Rui Takato thanks fans, says retirement has been in the works for months.

Back in 2014, manga artist Rui Takato began drawing Hagure Idol Jigokuhen, which loosely translates to “Stray Idol Hell.” In English, it’s published under the title Booty Royale: Never Go Down Without a Fight, but now it appears the series is down for the count.

Last week, Takato sent out a tweet with the abrupt announcement “I will be retiring in the very near future!”

https://twitter.com/r_tkt/status/1546149347997257729

Eight years is a pretty good run for a manga series, but Takato isn’t retiring because sales for Hagure Idol Jigokuhen are in decline. On the contrary, he asserts that it continues to be a consistently strong seller. He’s walking away from the manga industry because he’s unable to go on drawing the series’ artwork, but unlike Hunter x Hunter creator Yoshihiro Togashi, Takato’s drawing difficulties don’t stem from physical ailments, and it’s not that he’s lost his creative spark either. Instead, the reason for his retirement is:

“Due to family household circumstances, for the foreseeable future I will not be in an environment where I can continue drawing manga full of boobs and sex on a monthly basis.”

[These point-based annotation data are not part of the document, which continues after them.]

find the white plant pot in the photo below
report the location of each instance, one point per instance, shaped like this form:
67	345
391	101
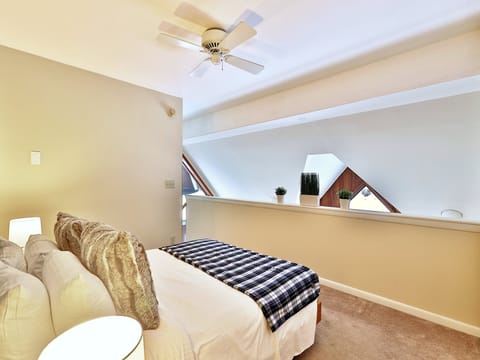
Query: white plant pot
344	203
309	200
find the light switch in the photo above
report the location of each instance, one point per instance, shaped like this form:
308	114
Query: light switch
35	157
169	184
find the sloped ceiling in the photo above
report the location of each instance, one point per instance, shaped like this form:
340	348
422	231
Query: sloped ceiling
422	157
295	40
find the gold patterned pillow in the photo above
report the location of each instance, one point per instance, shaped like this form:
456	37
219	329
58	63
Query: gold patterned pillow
68	230
120	261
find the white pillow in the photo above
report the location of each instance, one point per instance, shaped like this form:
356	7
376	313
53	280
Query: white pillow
12	254
76	295
25	320
36	248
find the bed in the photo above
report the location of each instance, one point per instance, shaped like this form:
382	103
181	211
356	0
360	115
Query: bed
94	270
203	318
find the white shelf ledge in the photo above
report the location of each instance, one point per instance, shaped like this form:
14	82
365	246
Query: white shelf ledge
435	222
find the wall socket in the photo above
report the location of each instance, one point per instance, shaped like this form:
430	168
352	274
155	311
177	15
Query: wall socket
35	157
169	184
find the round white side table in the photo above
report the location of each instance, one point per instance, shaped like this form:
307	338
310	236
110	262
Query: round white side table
104	338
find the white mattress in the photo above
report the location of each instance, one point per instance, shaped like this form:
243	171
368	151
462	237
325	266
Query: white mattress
202	318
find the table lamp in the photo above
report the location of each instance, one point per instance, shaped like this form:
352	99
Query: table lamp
20	229
104	338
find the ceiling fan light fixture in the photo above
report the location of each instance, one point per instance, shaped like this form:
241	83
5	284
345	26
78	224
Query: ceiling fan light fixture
216	58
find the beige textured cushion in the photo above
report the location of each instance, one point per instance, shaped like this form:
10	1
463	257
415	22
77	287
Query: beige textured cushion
76	295
12	254
25	321
119	259
36	248
68	230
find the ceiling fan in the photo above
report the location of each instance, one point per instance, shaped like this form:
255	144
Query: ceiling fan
214	41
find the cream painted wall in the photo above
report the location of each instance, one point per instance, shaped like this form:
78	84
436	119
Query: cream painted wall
446	60
430	268
106	146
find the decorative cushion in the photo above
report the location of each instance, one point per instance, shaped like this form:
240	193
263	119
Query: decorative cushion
36	248
119	259
12	254
76	295
25	321
68	230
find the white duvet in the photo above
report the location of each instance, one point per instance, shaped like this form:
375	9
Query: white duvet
202	318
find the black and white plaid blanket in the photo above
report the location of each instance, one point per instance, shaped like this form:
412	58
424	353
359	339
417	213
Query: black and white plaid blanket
281	288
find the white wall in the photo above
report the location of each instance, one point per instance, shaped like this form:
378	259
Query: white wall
442	61
106	148
421	266
421	157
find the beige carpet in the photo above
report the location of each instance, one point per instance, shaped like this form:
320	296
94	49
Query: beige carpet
356	329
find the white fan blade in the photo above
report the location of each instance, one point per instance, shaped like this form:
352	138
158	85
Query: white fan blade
178	36
201	68
241	33
196	16
243	64
248	16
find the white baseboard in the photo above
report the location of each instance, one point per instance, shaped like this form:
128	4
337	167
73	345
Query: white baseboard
423	314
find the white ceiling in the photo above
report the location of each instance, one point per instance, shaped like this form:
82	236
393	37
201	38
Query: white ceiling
118	38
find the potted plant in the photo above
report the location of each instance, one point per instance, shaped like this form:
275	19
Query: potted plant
344	196
309	189
280	192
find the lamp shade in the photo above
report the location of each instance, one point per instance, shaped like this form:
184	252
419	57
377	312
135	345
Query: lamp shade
189	186
103	338
20	229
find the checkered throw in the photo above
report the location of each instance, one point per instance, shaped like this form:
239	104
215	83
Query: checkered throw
281	288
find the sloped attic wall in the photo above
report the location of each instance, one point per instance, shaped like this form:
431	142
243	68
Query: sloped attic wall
422	157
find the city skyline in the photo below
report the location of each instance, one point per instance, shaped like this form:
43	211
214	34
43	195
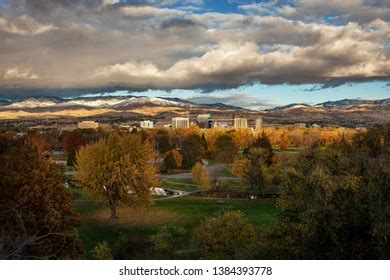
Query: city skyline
251	54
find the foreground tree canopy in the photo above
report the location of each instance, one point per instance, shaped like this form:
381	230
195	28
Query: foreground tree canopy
36	218
336	202
118	169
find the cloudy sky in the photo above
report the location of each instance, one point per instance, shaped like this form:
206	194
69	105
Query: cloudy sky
244	52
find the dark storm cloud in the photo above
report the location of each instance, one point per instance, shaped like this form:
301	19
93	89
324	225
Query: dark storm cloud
62	47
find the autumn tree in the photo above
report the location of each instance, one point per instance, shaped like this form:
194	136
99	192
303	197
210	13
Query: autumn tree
116	170
227	236
163	142
72	142
201	176
169	163
36	218
39	142
178	157
335	202
225	149
191	150
264	143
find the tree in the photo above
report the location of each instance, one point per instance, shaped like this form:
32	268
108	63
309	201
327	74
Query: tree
117	169
163	142
335	202
264	143
191	150
283	141
204	142
201	176
225	149
36	218
72	142
102	252
169	162
178	158
39	142
227	236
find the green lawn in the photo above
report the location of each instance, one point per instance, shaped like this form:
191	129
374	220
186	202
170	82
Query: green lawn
225	172
186	212
179	184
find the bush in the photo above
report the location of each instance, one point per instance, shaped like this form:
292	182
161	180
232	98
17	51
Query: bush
102	252
228	236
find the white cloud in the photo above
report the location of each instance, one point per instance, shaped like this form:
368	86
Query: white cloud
17	73
25	25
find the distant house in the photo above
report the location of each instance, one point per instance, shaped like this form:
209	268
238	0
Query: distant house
180	122
240	123
159	191
300	125
88	125
204	120
146	124
93	125
259	123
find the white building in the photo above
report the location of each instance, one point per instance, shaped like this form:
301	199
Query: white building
240	123
88	125
180	122
146	124
259	123
204	120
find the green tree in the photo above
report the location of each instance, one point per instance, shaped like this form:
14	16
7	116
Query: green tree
264	143
225	149
191	150
36	218
169	162
117	169
335	202
163	142
228	236
102	252
200	176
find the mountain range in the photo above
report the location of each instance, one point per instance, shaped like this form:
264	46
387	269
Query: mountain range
351	112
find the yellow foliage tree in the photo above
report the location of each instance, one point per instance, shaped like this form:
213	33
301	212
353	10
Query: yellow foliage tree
239	167
201	176
117	169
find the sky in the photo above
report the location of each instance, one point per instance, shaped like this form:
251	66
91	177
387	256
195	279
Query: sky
248	53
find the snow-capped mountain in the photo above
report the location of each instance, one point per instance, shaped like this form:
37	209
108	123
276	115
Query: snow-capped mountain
100	102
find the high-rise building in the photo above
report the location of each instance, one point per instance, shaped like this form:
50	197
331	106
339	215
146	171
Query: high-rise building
88	125
240	123
180	122
259	123
146	124
204	120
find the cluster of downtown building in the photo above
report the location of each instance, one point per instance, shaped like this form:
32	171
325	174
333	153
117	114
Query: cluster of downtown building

▼ Manga Goraku Special, the digital home of Hagure Idol Jigokuhen, celebrated the series’ 100th chapter on its cover last month.

As you can probably guess from its English title, Takato’s series is an unabashedly explicit series, in which protagonist Misora is pulled into an underground fighting/adult entertainment competition. Ostensibly Takato, like many serialized manga artists, does a lot of his drawing at home, but it seems that some recent, long-term change in his living situation is incompatible with the type of artwork that’s Hagure Idol Jigokuhen’s primary selling point.

Takato goes on to thank readers for their support over the near-decade the series has been running, and says that he’s “reasonably satisfied” with how well its erotic and action elements have turned out. He also says that he started planning for his manga artist retirement last year, and that he already has prospects for a new job.

Hagure Idol Jigokuhen was also turned into a live-action movie in 2020 starring gravure idol Rina Hashimoto, which appears to be less explicit than its source material.

Takato acknowledges that he could possibly keep the series running in an irregular, short-chapter format, but that even this would require efforts to mesh with his new home environment, and that overall he doesn’t feel strongly motivated to do so. He also says that should, at some point in the future, his work environment or feelings on the matter change, he may return to drawing the series, but that once the next three chapters are published, readers should consider Hagure Idol Jigokuhen to be in a state of indefinite stasis as of Chapter 104.